NetComposer / nklib

NetComposer common library functions
Apache License 2.0
11 stars 35 forks source link

If nklib_proc registry crashes it must kill all client processes have called 'put'. #2

Closed vjache closed 7 years ago

vjache commented 9 years ago

Hi,

I have encountered an interesting case. First of all I must to say that I can not reproduce this situation any more. When I brought my notebook into hibernation state (with working nkcluster) for a long time (~12 hours), then, when I turned it on again, I discovered that the process 'nklib_proc' were dead and restarted for some reason. Sadly I could not to figure out the reason why process crashed, logs were empty. My conclusion about process were restarted based on that fact that its pid had a much much bigger number in comparison with its neighbors by supervisor. The effect on a system was that some process constantly restarted due to failure on call 'nkcluster_agent:get_status' due to 'nklib_proc:values' returned '[]'.

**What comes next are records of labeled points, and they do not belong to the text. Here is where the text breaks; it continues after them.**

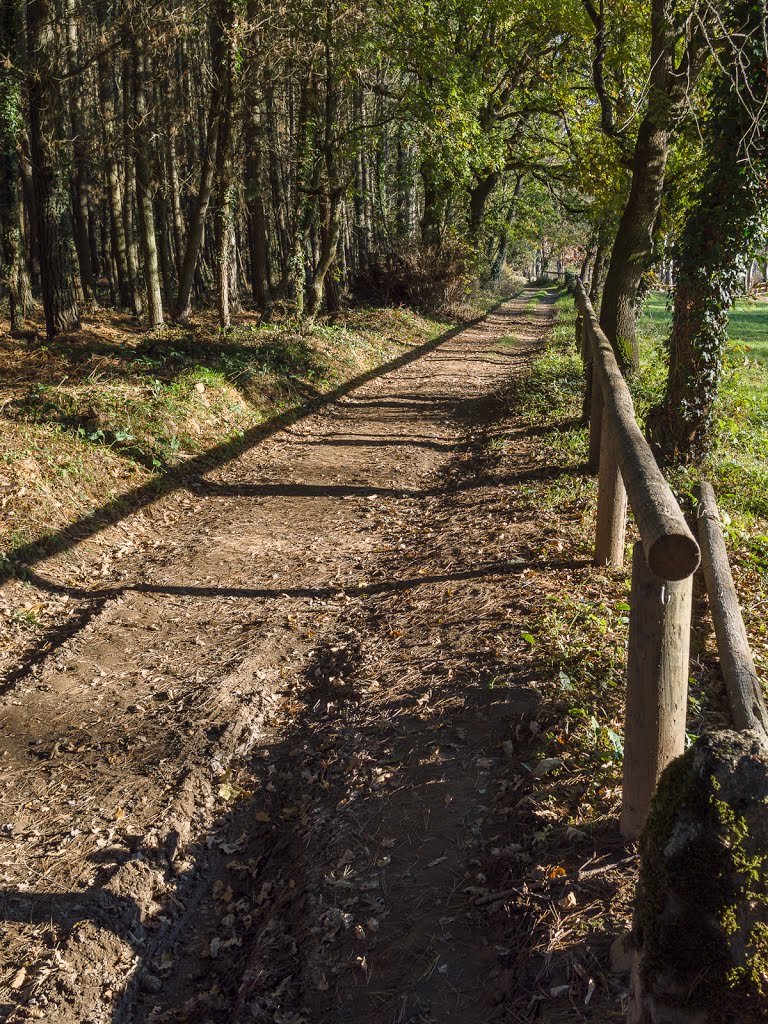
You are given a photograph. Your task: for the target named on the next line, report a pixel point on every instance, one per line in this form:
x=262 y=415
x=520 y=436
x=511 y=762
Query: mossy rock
x=700 y=925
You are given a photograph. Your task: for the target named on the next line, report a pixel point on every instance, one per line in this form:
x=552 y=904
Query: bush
x=433 y=279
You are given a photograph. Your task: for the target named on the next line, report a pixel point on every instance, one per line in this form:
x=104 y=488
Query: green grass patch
x=101 y=411
x=748 y=325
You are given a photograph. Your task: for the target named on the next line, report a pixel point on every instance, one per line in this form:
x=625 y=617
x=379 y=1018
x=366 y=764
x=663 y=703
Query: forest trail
x=256 y=785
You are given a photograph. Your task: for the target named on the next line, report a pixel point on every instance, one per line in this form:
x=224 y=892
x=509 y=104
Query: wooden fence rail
x=664 y=562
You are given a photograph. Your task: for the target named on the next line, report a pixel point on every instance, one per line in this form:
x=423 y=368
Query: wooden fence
x=663 y=566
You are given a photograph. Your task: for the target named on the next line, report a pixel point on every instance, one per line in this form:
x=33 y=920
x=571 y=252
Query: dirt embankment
x=275 y=775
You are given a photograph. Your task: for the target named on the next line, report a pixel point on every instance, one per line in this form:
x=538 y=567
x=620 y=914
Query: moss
x=752 y=976
x=702 y=883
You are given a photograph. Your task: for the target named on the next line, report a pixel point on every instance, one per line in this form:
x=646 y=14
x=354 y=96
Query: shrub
x=434 y=279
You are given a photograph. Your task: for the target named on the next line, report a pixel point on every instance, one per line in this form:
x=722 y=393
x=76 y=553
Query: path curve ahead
x=252 y=787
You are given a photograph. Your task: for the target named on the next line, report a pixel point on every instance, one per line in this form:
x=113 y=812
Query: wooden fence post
x=596 y=412
x=741 y=681
x=656 y=685
x=611 y=501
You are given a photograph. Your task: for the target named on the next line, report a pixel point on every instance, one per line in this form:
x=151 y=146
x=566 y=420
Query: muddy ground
x=279 y=770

So, if to admit that there is some bug in a nklib_proc which exhibits itself under some rare circumstances then the system will enter into corrupted state in case of nklib_proc crash. In such a case nklib_proc must cause a crash of all client processes registerd (called 'put'). This may be achieved by using trap_exit=true + link/1 instead of monitor/2.

Details see in a pull request followed by this message.